Film | Recensione

Bella senz’anima

Maria, la pellicola di Pablo Larraìn sulla diva Callas è l’ultimo capitolo della trilogia di biografie su tre icone femminili tormentate. Tutto riga e squadra e poco cuore.
Maria
Foto: Screenshot
  • **1/2

    Dopo Jackie e Spencer Pablo Larraìn chiude con Maria la sua trilogia dedicata a tre donne potenti e travagliate che hanno segnato il Novecento. Il film del regista cileno, presentato in concorso a Venezia 81 a un anno dall’horror El Conde, è incentrato sulla leggendaria soprano statunitense di origini greche Maria Callas.

    Cos’è

    Maria racconta gli ultimi giorni della più grande cantante d’opera del mondo (interpretata da Angelina Jolie) nella Parigi degli anni Settanta. Callas ha 53 anni, vive in un enorme e lussuoso appartamento con i suoi cani e i suoi collaboratori domestici, la governante Bruna (Alba Rohrwacher) e il maggiordomo e autista Ferruccio (Pierfrancesco Favino) che assecondano tutte le sue richieste e i suoi capricci.

    La star si è ritirata dalle scene quattro anni prima per problemi di salute e dopo che per molto tempo non è riuscita ad avere il controllo sul dono che possiede a causa delle figure autoritarie nella sua vita – dalla madre al suo ex amante, il magnate greco Aristotele Onassis (Haluk Bilginer) – ora che sta cercando di cantare per se stessa ha perduto la voce.

  • (c) MUBI

  • Com’è

    Il period drama di Larraìn segue lo schema narrativo ormai consolidato dei biopic: il protagonista viene mostrato nel suo momento più basso (sul piano emotivo e/o sul finire della propria carriera) per poi ricorrere a frequenti flashback che aiutano a costruire e tenere insieme una storia. Scopriamo che Maria Callas è una donna con un disturbo alimentare, che assume continuamente pillole, che soffre di allucinazioni, che evita di incontrare il suo medico, che sogna di essere visitata dal fantasma di Onassis, che si intrattiene con Mandrax (Kodi Smit-McPhee), un reporter immaginario evocato dai farmaci che prende, e soprattutto che è ossessionata e perseguitata dal canto, poiché la sua voce non ha più la potenza di un tempo. Callas si sottopone con il suo pianista a prove regolari nel vano tentativo di recuperare la gloria passata, finendo progressivamente in una spirale autodistruttiva.

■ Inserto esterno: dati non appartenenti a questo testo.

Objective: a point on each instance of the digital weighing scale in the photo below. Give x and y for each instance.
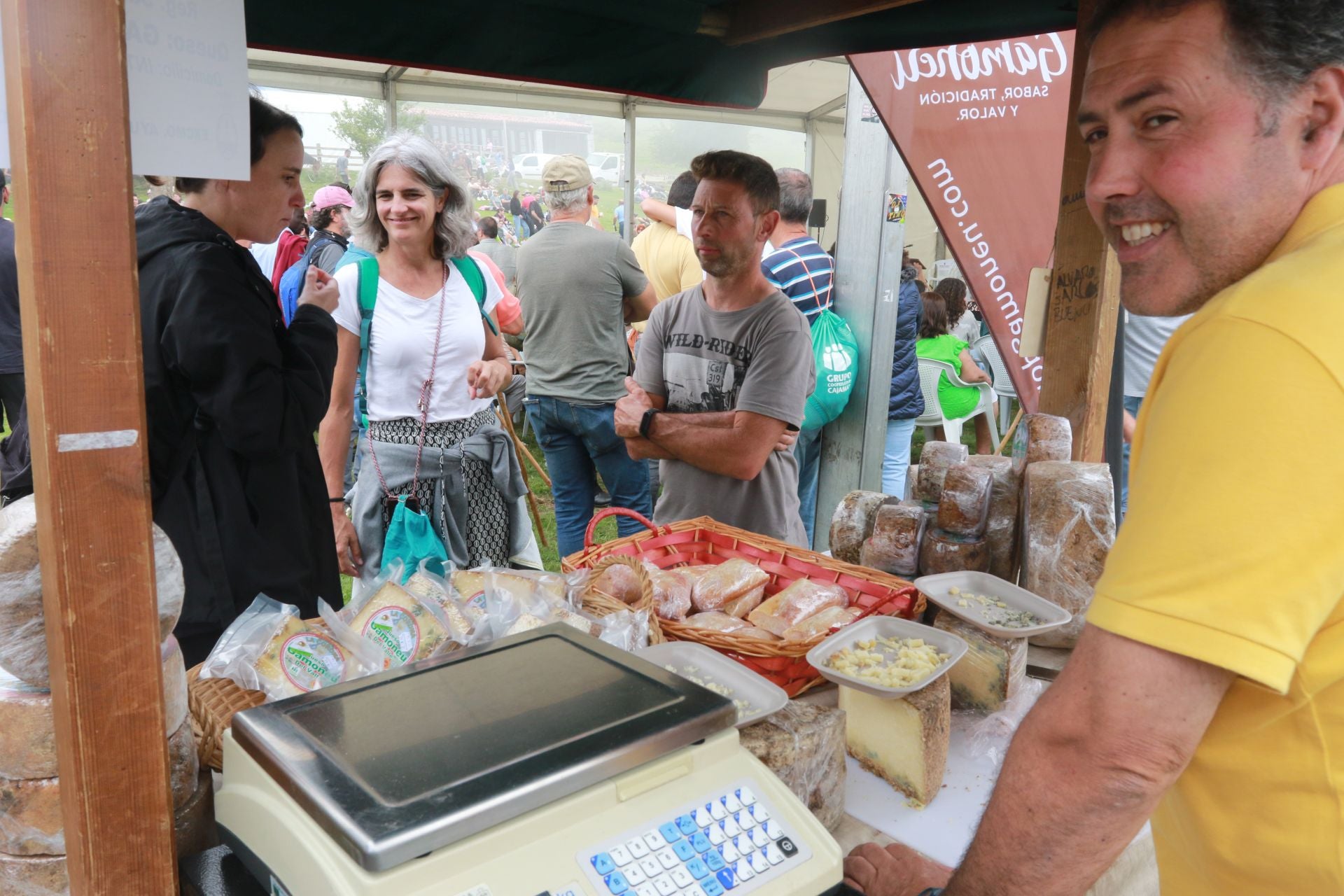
(546, 763)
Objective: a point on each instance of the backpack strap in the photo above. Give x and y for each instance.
(470, 272)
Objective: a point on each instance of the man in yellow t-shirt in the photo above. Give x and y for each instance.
(1208, 690)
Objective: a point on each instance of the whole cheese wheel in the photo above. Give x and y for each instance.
(1069, 524)
(1002, 522)
(948, 552)
(964, 507)
(894, 546)
(934, 461)
(183, 764)
(34, 876)
(1042, 437)
(30, 817)
(853, 523)
(194, 821)
(27, 735)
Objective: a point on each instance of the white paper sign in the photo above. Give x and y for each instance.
(187, 78)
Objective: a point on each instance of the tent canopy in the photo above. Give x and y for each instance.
(678, 50)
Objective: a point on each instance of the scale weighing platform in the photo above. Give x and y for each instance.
(543, 764)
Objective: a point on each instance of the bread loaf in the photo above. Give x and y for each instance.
(894, 546)
(1002, 522)
(934, 461)
(1042, 437)
(946, 552)
(804, 746)
(1069, 524)
(853, 523)
(964, 507)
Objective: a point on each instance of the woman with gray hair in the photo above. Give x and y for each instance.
(417, 326)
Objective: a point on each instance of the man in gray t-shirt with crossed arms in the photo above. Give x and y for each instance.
(726, 367)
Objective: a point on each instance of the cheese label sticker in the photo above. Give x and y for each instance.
(312, 662)
(396, 631)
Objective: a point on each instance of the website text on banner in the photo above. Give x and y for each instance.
(981, 130)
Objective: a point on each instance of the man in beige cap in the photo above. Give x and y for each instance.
(580, 288)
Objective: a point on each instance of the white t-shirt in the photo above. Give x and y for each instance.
(402, 342)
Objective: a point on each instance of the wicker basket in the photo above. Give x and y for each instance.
(707, 542)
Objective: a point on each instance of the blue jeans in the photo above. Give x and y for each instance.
(578, 441)
(895, 460)
(806, 450)
(1132, 405)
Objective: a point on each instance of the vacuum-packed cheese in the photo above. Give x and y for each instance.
(1002, 522)
(853, 523)
(30, 817)
(894, 546)
(946, 552)
(804, 746)
(964, 507)
(991, 672)
(936, 458)
(904, 741)
(1069, 524)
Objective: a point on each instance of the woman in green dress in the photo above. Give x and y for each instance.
(937, 343)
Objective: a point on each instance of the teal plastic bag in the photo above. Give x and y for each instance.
(836, 355)
(410, 539)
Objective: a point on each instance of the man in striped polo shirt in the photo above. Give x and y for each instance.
(803, 272)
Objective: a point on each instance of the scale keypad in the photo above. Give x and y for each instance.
(729, 841)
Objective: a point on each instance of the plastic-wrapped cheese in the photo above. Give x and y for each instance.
(804, 746)
(30, 817)
(905, 741)
(27, 735)
(1042, 437)
(894, 546)
(948, 552)
(934, 461)
(34, 876)
(1069, 524)
(991, 672)
(964, 507)
(853, 523)
(1002, 526)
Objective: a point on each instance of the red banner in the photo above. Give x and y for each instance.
(981, 130)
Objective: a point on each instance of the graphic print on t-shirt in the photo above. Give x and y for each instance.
(704, 374)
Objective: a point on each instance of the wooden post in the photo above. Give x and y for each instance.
(1084, 295)
(69, 134)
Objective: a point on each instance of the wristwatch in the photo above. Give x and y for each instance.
(647, 421)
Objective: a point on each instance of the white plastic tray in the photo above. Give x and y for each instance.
(885, 628)
(694, 662)
(937, 589)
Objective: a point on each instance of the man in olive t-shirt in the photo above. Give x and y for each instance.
(724, 367)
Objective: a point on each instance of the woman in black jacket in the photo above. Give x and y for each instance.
(233, 397)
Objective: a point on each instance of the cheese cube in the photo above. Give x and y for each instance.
(991, 672)
(904, 742)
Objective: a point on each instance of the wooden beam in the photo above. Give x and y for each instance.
(1084, 295)
(70, 144)
(756, 20)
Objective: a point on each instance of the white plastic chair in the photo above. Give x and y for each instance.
(999, 372)
(929, 374)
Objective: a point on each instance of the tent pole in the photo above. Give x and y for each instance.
(70, 143)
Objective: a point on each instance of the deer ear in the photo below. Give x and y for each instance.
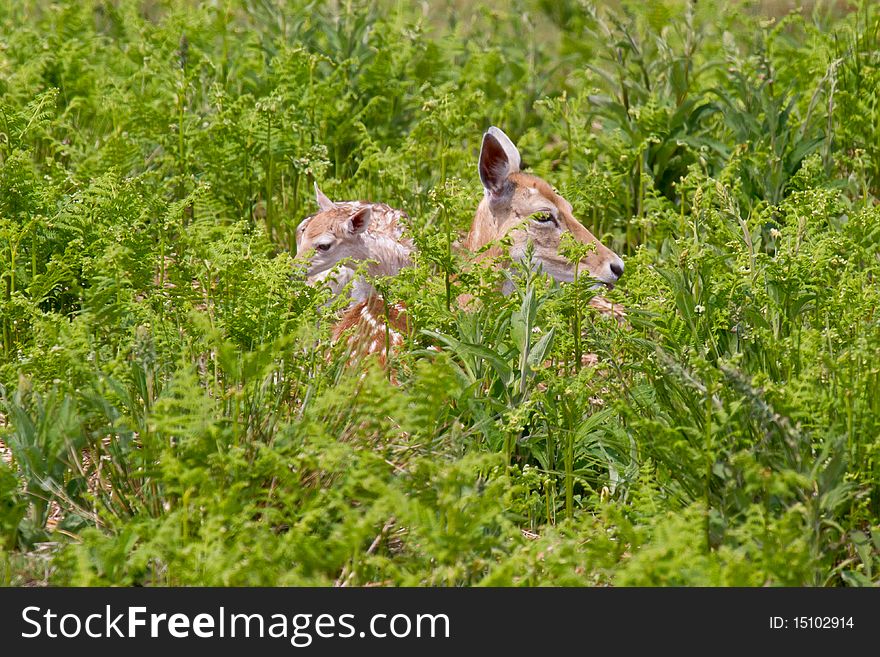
(498, 159)
(359, 221)
(323, 202)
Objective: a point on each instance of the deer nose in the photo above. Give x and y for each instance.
(617, 268)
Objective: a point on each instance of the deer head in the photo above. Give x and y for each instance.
(528, 210)
(351, 231)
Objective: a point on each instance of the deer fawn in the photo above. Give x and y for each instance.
(344, 233)
(527, 209)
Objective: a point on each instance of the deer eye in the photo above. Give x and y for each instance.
(542, 217)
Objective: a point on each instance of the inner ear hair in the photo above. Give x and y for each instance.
(494, 165)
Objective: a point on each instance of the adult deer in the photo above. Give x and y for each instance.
(526, 209)
(338, 237)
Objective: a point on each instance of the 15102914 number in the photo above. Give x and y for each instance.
(812, 622)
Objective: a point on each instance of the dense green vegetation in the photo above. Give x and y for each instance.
(173, 407)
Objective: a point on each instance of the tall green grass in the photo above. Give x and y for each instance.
(174, 409)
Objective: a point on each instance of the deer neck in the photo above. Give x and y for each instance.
(387, 255)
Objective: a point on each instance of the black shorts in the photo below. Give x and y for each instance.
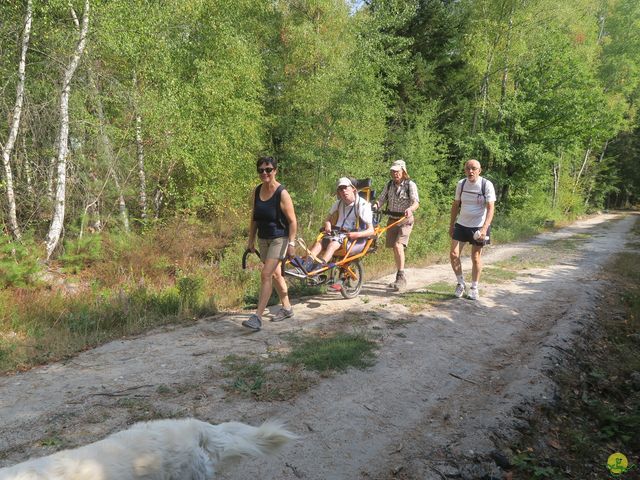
(465, 234)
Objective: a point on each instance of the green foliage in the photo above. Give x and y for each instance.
(18, 263)
(190, 290)
(337, 352)
(81, 253)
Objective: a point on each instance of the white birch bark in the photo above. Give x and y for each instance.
(140, 152)
(582, 168)
(107, 150)
(55, 229)
(15, 125)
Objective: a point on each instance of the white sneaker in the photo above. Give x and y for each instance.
(473, 293)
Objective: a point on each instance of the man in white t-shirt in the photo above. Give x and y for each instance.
(471, 217)
(349, 217)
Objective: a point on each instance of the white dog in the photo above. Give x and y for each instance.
(185, 449)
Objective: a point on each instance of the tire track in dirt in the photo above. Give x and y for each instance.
(461, 377)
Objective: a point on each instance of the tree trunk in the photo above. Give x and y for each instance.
(505, 70)
(556, 184)
(55, 229)
(15, 125)
(582, 168)
(107, 150)
(140, 152)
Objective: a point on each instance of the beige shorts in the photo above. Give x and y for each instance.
(273, 248)
(399, 233)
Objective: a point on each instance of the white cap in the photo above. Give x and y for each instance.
(344, 182)
(399, 165)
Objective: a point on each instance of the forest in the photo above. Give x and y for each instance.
(130, 126)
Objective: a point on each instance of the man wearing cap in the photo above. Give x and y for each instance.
(349, 217)
(401, 196)
(471, 217)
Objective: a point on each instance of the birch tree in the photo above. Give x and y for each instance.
(55, 229)
(15, 125)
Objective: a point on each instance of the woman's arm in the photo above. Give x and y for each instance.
(251, 242)
(286, 205)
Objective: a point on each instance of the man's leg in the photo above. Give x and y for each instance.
(398, 254)
(456, 265)
(400, 282)
(330, 250)
(476, 270)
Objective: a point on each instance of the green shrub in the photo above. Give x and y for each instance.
(81, 253)
(18, 263)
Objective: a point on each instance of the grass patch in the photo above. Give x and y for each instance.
(336, 352)
(433, 294)
(535, 258)
(598, 411)
(264, 380)
(497, 275)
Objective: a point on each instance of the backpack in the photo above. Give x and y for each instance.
(482, 189)
(407, 187)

    Dal punto di vista estetico il filmmaker sudamericano si discosta, al contrario, dalle tendenze generiche del biopic; Maria è un'opera visivamente sontuosa, raffinata e austera, in pieno stile Larraìn, fotografata magnificamente da Edward Lachman, ma non riesce a comunicare molto di concreto su chi fosse la Callas oltre la sua leggenda, la sua vita è ridotta a un’esistenza che svanisce. E la sceneggiatura affettata di Steven Knight non fa un buon servizio al film. Angelina Jolie domina lo schermo quando interpreta Callas come performer, per il resto del tempo si sforza moltissimo, è contrita e triste, ma non può restituire la disperazione e la complessità della tormentata diva morta per la sua arte, che è l’immagine su cui Larraín si concentra. Il risultato è un film tecnicamente perfetto, ma piuttosto vuoto e con poca anima, senza un vero sguardo sulla persona dietro il mito.